Besides the qPCR assay, we also validated an extraction method for O. petrowi from fecal swabs. All three kits we used were able to detect one egg in a spiked cloacal swab sample. However, only the Qiamp DNA Stool Minikit was able to amplify 4/5 of the one egg replicates without a liquid nitrogen freeze thaw and 10/10 one egg replicates with the liquid nitrogen freeze thaw. This is in contrast to previous studies that showed the DNeasy Plant Minikit to be the most effective method for extraction of DNA from nematode eggs in fecal samples [24, 25]. These results further highlight the need to validate nucleic acid extraction methods along with validating the qPCR reaction in order to optimize the assay.

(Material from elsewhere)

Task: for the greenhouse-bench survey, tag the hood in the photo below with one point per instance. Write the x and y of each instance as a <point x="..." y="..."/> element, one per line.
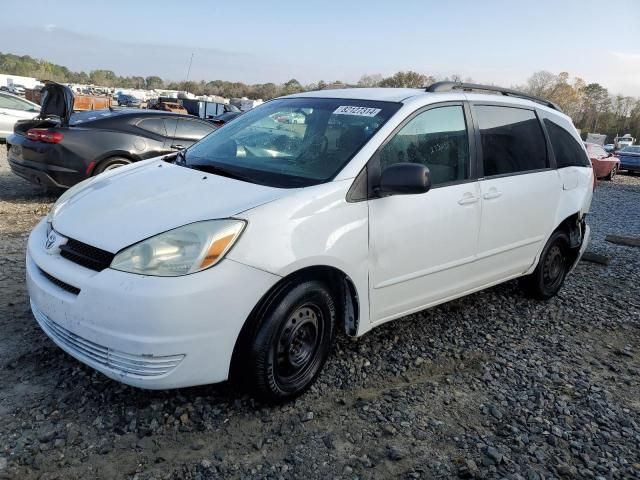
<point x="56" y="101"/>
<point x="126" y="205"/>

This study shows an effective method for detecting O. petrowi infections from fecal and swab samples in wild birds. It is clear that fecal samples are the best method for detection O. petrowi infections; however, swab samples are easy to collect and require less time handling birds to reduce stress. For these reasons, swab samples can be preferably used to examine whether O. petrowi is currently circulating at a population level. Due to this qPCR assay being able to detect as few as one egg in a sample, it can be used as an effective tool to detect O. petrowi infections in populations of wild birds.